When evaluating the chemotherapy protocol for drug-induced neurotoxicity, cytarabine was identified as the causative agent, as the patient developed diplopia only after receiving HiDAC. The patient was treated with pulsed intravenous methylprednisolone for three days, followed by gradual tapering. A follow-up cerebral MRI at the end of one month showed more than 90% regression of the lesions, and the normalization of the visual field. The resolution of diplopia and imaging findings strongly supports the efficacy of corticosteroid therapy in treating cytarabine-induced neurotoxicity.

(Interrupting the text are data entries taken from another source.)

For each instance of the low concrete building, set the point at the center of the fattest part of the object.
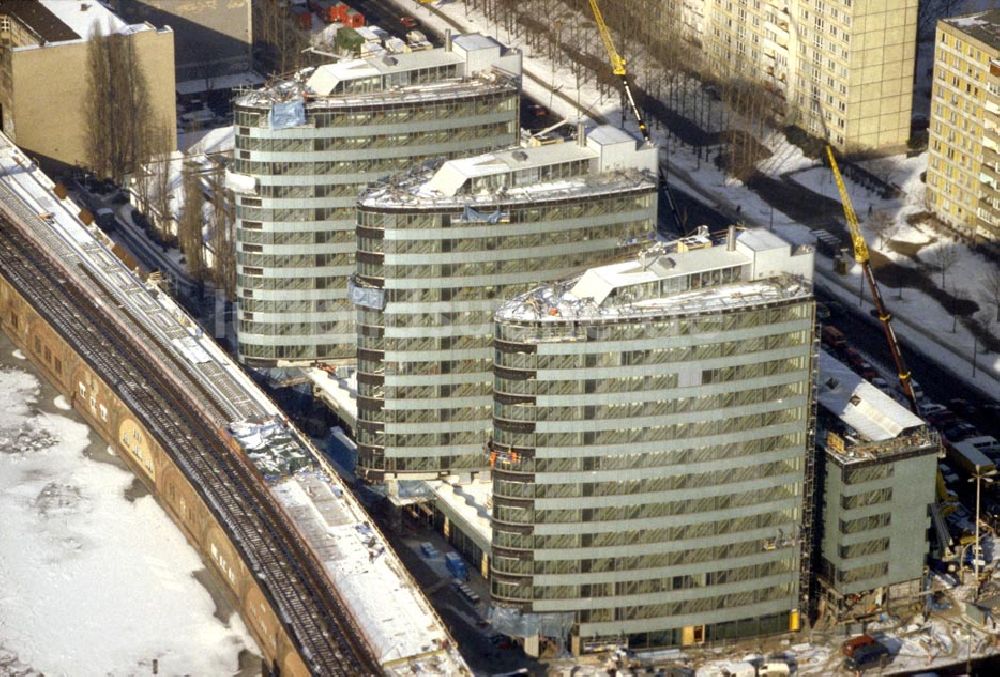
(213, 37)
(43, 74)
(875, 486)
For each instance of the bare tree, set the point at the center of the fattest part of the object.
(117, 107)
(189, 226)
(991, 289)
(882, 225)
(223, 241)
(943, 258)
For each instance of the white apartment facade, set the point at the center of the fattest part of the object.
(840, 69)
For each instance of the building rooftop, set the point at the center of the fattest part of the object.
(66, 21)
(873, 423)
(746, 269)
(478, 60)
(983, 26)
(609, 159)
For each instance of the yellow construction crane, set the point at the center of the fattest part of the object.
(862, 256)
(619, 68)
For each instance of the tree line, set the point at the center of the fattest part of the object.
(124, 139)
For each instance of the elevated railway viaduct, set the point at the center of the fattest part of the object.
(171, 432)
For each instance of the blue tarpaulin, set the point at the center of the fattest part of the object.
(470, 214)
(287, 114)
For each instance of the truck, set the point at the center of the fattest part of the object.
(833, 337)
(970, 460)
(456, 566)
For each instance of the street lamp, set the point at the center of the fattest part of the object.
(978, 477)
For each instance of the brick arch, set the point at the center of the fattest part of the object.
(133, 440)
(221, 553)
(260, 619)
(176, 493)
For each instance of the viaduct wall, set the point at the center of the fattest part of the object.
(116, 424)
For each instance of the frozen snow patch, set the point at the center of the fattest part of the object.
(74, 549)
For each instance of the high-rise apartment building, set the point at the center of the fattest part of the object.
(437, 254)
(44, 81)
(305, 150)
(964, 165)
(652, 438)
(841, 69)
(876, 469)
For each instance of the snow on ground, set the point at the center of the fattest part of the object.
(922, 320)
(92, 583)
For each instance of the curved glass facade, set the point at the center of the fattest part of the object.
(425, 359)
(295, 240)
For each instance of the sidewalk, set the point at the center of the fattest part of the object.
(793, 208)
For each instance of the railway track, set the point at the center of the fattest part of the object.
(318, 622)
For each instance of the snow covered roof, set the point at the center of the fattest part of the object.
(519, 172)
(326, 77)
(873, 414)
(628, 289)
(83, 17)
(228, 81)
(472, 42)
(56, 21)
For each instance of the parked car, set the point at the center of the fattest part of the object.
(880, 383)
(942, 419)
(867, 370)
(833, 338)
(854, 643)
(868, 656)
(956, 432)
(852, 357)
(926, 409)
(962, 406)
(105, 219)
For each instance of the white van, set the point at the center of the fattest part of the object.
(987, 444)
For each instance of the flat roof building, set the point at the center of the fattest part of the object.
(213, 37)
(963, 169)
(307, 147)
(652, 436)
(439, 251)
(44, 81)
(876, 472)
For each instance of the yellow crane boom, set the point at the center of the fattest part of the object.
(619, 69)
(617, 61)
(862, 256)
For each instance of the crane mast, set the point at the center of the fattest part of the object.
(862, 256)
(618, 67)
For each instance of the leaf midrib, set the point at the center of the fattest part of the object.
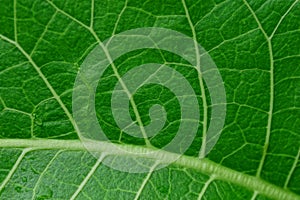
(203, 165)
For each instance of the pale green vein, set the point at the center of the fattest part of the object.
(42, 35)
(15, 21)
(282, 18)
(270, 112)
(92, 13)
(88, 177)
(115, 70)
(203, 165)
(42, 174)
(43, 77)
(139, 192)
(292, 169)
(207, 183)
(14, 168)
(200, 79)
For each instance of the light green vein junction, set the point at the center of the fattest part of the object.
(205, 166)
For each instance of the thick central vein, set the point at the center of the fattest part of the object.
(205, 166)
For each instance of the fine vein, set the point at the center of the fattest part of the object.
(203, 97)
(203, 165)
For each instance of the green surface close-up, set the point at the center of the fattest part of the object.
(255, 45)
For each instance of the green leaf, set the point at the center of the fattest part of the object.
(254, 44)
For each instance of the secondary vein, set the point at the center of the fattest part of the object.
(204, 166)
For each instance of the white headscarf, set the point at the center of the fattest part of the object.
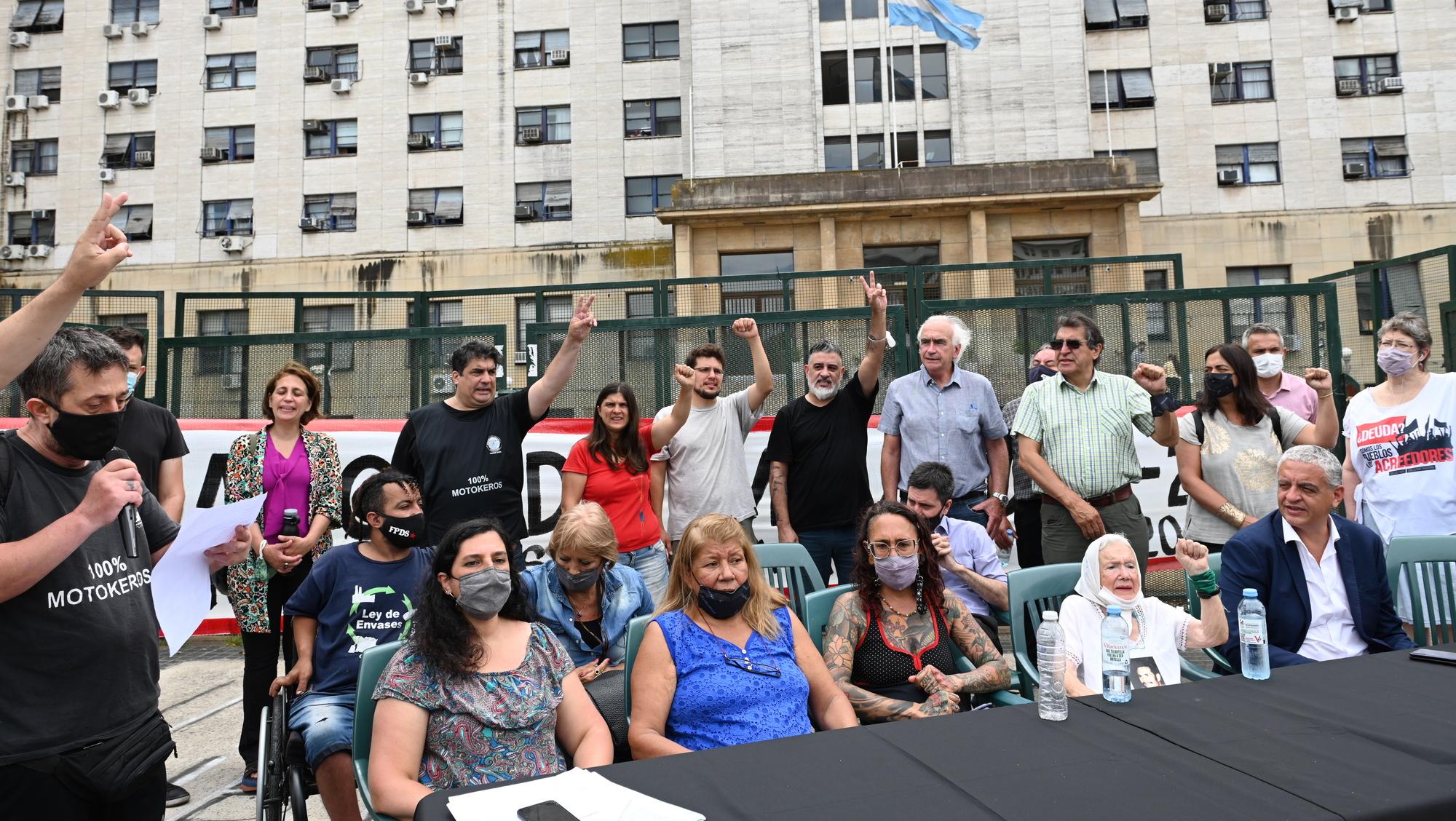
(1091, 587)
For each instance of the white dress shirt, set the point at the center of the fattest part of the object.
(1332, 627)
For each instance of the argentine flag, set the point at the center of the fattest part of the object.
(941, 18)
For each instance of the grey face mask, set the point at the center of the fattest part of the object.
(484, 593)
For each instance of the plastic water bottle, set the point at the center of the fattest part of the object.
(1116, 686)
(1052, 695)
(1254, 650)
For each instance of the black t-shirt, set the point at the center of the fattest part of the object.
(470, 464)
(79, 659)
(825, 449)
(151, 436)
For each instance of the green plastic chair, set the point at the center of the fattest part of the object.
(819, 606)
(1033, 592)
(1221, 663)
(372, 666)
(1435, 589)
(791, 568)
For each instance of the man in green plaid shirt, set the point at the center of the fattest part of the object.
(1077, 443)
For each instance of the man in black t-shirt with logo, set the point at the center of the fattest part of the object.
(82, 734)
(467, 451)
(818, 469)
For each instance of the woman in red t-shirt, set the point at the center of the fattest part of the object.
(611, 468)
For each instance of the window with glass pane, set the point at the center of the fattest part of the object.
(934, 85)
(835, 75)
(871, 152)
(902, 69)
(867, 76)
(838, 154)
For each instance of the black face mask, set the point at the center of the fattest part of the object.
(404, 531)
(720, 605)
(1218, 385)
(87, 436)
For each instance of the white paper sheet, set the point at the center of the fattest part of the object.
(585, 794)
(180, 583)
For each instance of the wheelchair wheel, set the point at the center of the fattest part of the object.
(273, 785)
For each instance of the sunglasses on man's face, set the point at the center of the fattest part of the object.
(1071, 344)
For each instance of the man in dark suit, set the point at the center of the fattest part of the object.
(1321, 577)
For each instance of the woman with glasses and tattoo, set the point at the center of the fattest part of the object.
(890, 641)
(726, 662)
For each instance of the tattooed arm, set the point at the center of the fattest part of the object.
(991, 672)
(847, 625)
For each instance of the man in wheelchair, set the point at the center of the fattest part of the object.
(357, 596)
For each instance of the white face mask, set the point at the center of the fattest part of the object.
(1269, 365)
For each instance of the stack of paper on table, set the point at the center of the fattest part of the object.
(585, 794)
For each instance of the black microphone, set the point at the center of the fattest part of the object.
(129, 513)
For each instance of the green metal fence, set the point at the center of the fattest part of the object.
(104, 309)
(1369, 295)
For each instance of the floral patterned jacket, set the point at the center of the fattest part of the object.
(248, 582)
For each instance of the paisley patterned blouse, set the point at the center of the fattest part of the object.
(493, 727)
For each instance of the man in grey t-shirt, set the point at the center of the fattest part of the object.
(704, 465)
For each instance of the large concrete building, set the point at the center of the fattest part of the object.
(456, 143)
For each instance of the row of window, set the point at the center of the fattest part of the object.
(1244, 82)
(844, 71)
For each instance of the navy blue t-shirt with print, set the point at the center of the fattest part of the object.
(359, 603)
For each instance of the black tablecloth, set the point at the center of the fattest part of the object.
(1369, 737)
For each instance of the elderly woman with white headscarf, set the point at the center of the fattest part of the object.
(1158, 631)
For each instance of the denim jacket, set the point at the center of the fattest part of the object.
(625, 599)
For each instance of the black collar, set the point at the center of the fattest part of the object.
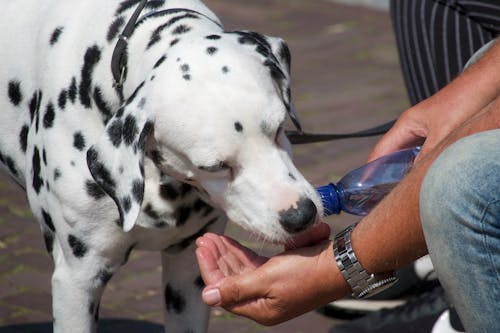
(119, 59)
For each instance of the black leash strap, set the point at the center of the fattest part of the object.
(298, 138)
(118, 60)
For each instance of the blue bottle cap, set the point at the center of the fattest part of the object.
(330, 199)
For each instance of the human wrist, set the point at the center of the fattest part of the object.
(335, 286)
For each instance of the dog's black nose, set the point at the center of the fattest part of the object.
(297, 219)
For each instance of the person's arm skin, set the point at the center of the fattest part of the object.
(274, 290)
(277, 289)
(436, 117)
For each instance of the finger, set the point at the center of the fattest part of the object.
(236, 290)
(209, 268)
(314, 235)
(228, 262)
(245, 255)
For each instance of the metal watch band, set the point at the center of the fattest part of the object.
(362, 283)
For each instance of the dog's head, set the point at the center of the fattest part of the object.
(211, 114)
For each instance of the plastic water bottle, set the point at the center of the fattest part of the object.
(363, 188)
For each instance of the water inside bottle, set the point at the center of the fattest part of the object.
(361, 201)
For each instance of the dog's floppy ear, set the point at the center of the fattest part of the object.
(116, 160)
(282, 54)
(277, 58)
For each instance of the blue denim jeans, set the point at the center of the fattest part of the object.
(460, 213)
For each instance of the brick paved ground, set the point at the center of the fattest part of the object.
(345, 77)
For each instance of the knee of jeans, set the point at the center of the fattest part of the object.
(454, 192)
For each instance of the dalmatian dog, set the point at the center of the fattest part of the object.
(142, 125)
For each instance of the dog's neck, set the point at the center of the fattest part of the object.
(136, 65)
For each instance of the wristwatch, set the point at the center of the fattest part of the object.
(363, 284)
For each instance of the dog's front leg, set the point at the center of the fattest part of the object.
(77, 285)
(182, 285)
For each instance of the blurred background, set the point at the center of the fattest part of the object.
(346, 77)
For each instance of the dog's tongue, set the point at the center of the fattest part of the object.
(315, 234)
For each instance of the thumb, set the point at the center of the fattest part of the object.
(235, 290)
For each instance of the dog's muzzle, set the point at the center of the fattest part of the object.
(294, 220)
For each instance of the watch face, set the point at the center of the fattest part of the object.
(341, 245)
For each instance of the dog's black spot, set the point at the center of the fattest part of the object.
(127, 4)
(130, 130)
(174, 300)
(156, 35)
(185, 189)
(198, 282)
(181, 29)
(100, 173)
(160, 61)
(155, 4)
(115, 133)
(184, 68)
(48, 238)
(23, 138)
(10, 165)
(276, 72)
(48, 220)
(72, 90)
(238, 127)
(55, 35)
(155, 155)
(138, 190)
(14, 92)
(96, 313)
(126, 204)
(37, 180)
(63, 97)
(182, 214)
(48, 118)
(168, 192)
(284, 53)
(57, 174)
(132, 97)
(213, 37)
(104, 275)
(94, 190)
(44, 156)
(79, 141)
(264, 51)
(142, 103)
(114, 28)
(90, 60)
(149, 211)
(211, 50)
(160, 224)
(77, 246)
(101, 104)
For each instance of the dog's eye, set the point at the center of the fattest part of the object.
(221, 166)
(278, 133)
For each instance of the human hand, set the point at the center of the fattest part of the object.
(269, 290)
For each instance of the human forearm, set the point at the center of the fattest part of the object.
(391, 235)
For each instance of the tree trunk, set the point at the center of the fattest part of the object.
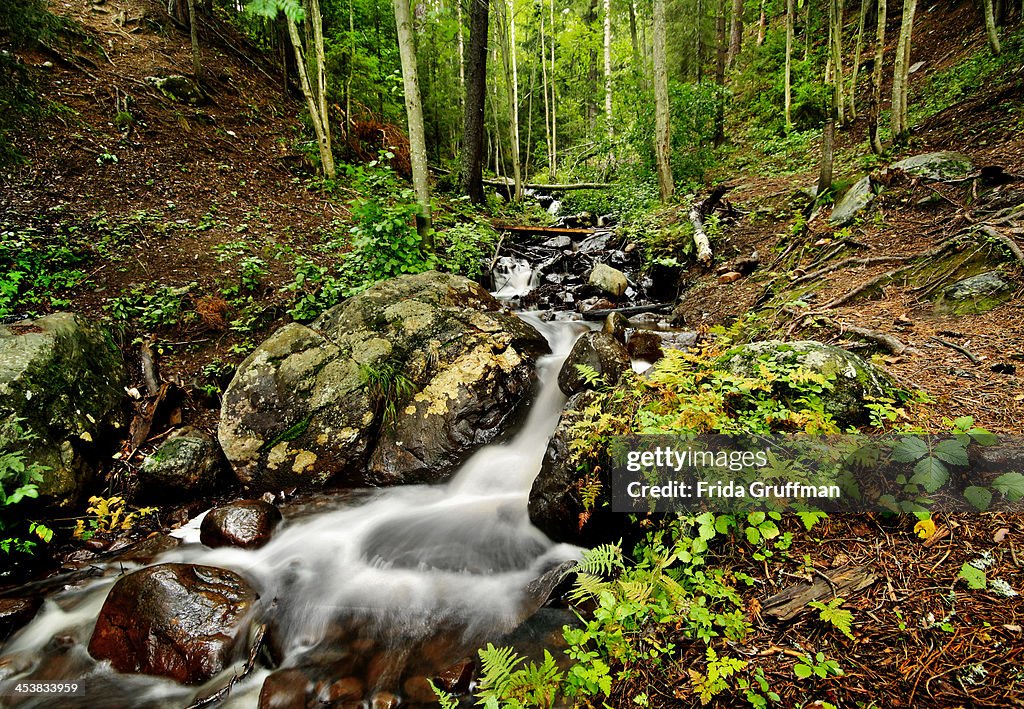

To the best of our knowledge, this case has no direct equivalent in the current literature. It represents the first pediatric case of drug-induced neurotoxicity from cytarabine successfully treated with corticosteroids. Previously reported cases involved only minor white matter lesions.¹⁴ In contrast, our patient exhibited multiple, widespread MRI-documented lesions, with complete clinical and radiological recovery.

Conclusion

In conclusion, this case highlights a rare but critical complication of HiDAC and demonstrates the potential of corticosteroids as an effective treatment option for cytarabine-induced neurotoxicity in pediatric patients. As such, it adds valuable insight to the existing literature and may serve as a reference for managing similar complications in future cases.